Summer changed nothing except the frequency of our time together at Grant’s house.
I didn’t try to break up with him all summer, I didn’t want to be alone. So, summer came and went and before I knew it we were back to school for our second year of high school, but all the excitement had worn off. I wasn’t excited to be at the school, I was only excited to be around other people. I thought maybe this year would be different.
The last time Jed raped me we were at his dad’s apartment. His dad had moved to Colorado during the divorce to spend time with Jed and his siblings. He had a small two bedroom apartment and Jed was thrilled that his dad was back in town.
Jed spent most of the time at his dad’s house, making up for lost time, and I would come over and sit in the living room/kitchen where I would watch him play video games before we went to his bedroom to watch a movie.
Our visits at his dad’s apartment were the same as the visits at Grant’s house. When we went to watch a movie, I would lay in front of him and he would spoon me. Suddenly he would put a hand over my mouth and I knew what was coming. Every time.

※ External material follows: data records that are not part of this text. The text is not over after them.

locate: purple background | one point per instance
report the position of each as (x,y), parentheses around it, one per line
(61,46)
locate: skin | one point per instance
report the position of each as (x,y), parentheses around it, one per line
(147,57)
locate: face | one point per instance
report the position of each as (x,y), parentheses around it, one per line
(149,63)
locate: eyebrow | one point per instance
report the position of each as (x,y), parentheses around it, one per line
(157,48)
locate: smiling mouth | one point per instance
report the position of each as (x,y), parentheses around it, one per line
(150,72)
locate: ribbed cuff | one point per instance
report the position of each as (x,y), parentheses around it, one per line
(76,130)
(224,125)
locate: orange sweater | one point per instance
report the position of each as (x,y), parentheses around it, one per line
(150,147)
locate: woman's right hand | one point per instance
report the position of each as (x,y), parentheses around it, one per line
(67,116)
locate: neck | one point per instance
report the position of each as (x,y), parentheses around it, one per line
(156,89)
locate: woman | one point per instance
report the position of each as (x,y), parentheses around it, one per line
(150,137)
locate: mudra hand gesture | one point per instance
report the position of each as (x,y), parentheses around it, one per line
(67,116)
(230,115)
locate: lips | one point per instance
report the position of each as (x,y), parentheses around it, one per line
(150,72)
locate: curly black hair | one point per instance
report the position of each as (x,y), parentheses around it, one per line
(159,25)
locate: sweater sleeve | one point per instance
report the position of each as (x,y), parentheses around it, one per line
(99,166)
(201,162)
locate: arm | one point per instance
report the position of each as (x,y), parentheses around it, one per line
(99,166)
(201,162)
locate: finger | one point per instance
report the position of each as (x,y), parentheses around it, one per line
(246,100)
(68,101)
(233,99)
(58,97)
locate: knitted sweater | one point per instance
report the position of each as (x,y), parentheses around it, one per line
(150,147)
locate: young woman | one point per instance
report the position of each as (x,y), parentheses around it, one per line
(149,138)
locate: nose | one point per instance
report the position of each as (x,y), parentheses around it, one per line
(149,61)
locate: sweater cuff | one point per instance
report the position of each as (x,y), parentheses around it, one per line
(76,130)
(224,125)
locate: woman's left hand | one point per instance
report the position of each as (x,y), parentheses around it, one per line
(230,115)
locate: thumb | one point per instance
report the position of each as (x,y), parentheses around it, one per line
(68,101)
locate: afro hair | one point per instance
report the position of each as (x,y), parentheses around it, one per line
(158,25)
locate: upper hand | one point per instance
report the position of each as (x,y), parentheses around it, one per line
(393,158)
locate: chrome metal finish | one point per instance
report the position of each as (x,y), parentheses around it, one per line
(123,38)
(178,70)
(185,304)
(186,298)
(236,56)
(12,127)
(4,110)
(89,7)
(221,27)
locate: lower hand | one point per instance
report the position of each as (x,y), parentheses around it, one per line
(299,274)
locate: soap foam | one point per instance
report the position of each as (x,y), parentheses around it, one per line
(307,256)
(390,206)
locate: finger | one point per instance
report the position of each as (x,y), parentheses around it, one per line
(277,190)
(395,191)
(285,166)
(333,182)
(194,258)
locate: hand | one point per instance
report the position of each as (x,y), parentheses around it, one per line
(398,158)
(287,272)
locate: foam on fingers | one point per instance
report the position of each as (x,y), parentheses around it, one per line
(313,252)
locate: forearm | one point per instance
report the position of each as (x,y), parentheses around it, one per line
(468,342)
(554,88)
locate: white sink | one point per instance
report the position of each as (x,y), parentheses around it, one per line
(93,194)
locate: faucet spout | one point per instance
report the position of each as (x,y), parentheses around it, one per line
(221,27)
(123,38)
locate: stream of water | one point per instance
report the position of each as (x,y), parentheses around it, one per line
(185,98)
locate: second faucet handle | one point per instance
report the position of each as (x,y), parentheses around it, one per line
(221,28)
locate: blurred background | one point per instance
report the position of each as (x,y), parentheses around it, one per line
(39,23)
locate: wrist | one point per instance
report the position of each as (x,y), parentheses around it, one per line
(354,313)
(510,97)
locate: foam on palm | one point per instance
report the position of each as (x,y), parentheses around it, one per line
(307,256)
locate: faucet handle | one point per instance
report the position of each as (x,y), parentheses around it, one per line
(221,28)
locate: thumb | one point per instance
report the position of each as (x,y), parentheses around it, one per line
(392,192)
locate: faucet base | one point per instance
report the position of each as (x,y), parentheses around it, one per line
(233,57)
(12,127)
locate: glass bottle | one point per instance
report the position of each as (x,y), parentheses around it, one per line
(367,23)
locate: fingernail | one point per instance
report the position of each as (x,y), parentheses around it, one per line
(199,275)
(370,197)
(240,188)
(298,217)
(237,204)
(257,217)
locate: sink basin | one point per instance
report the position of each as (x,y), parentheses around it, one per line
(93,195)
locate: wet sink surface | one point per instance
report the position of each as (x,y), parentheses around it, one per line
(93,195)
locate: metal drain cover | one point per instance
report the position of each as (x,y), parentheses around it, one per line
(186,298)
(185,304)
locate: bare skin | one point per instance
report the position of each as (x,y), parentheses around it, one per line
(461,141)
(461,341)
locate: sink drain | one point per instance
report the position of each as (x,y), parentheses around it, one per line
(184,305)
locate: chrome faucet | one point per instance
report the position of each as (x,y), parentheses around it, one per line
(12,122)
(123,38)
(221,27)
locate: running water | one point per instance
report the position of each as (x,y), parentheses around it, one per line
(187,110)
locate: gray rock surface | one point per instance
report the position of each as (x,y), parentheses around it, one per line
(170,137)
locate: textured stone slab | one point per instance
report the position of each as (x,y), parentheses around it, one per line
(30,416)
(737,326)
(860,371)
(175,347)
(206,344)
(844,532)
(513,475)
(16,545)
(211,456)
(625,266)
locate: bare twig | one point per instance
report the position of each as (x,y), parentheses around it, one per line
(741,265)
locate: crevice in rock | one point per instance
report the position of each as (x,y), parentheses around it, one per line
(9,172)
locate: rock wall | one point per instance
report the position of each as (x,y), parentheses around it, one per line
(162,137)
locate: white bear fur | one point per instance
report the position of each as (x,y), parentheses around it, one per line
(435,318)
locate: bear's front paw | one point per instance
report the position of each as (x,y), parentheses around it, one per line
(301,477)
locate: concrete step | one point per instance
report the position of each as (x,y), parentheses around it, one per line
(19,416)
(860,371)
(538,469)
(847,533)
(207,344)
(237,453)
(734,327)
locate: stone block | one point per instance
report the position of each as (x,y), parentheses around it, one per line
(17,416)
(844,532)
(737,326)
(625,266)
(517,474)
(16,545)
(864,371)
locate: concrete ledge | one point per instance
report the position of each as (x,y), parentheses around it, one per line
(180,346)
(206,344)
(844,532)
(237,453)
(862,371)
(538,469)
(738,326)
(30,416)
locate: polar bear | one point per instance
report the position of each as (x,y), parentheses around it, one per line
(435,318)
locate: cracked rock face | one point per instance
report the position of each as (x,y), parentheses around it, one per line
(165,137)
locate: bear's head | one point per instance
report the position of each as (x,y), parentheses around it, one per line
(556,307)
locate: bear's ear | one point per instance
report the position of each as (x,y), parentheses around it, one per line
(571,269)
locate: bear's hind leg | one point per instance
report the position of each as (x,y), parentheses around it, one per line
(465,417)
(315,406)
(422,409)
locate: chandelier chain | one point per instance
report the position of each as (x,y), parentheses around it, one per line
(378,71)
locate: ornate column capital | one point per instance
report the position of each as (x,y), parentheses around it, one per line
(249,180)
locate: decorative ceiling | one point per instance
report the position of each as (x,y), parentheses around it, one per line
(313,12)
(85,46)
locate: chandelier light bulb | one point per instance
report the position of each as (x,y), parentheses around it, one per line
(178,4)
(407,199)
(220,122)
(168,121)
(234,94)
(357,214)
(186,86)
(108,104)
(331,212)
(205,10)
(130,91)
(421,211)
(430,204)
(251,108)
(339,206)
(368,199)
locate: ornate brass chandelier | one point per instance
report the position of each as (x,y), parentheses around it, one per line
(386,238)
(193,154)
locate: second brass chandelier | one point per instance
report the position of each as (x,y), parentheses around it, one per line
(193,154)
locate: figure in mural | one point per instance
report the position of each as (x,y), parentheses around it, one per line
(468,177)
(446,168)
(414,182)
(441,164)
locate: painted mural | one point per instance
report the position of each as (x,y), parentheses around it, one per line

It was a typical night at his dad’s apartment, we had just moved into his bedroom to watch a movie and laid down on the bed. As always, I was dreading what was next, but knew it was coming. I decided tonight to try something new, I would just go to sleep or pretend to be, and I was sure that meant nothing would happen. I would get a night away from home and get to spend the evening in some sort of peace.
The movie started and almost immediately I closed my eyes and started pretending to sleep. It wasn’t long before Jed started to roll me over. Stay asleep. I was dead weight, but that didn’t stop him from moving me, I kept my eyes closed. That’s when he started to kiss me, I didn’t kiss him back, I was asleep. Sleeping people don’t kiss. It didn’t stop him, he began pulling my pants down and clambered on top of me. I kept my eyes closed. Asleep. He pushed himself onto me not caring that I wasn’t even awake. Once he finished, I opened my eyes and confronted him.
“You don’t even care if I’m awake?”
“I knew you were faking it.”
“You did not! You didn’t care, you don’t even need me to be awake!” For some reason the fact that he wanted to push himself onto me while I was asleep. I was just a body to him. I was as good as a sex doll.
“Who cares? I got what I wanted.”
Yup. I was as good as a sex doll. He didn’t need me to be awake, it didn’t matter to him. I knew my feelings didn’t matter to him, he had made that obvious, but to not even need me awake, I was completely disposable.
I left his house that night, crawled into my bed, and cried. I thought that he loved me at least, in his own sick way, but I didn’t matter to him at all. I was just there for him to have sex with and get what he wanted from.
I pulled my letter opener out of my drawer, drew it across my left wrist and felt the release of all the pain I was holding inside.
I knew that my relationship with Jed had to end, I was ready to start trying again, I just wasn’t sure how to make it happen.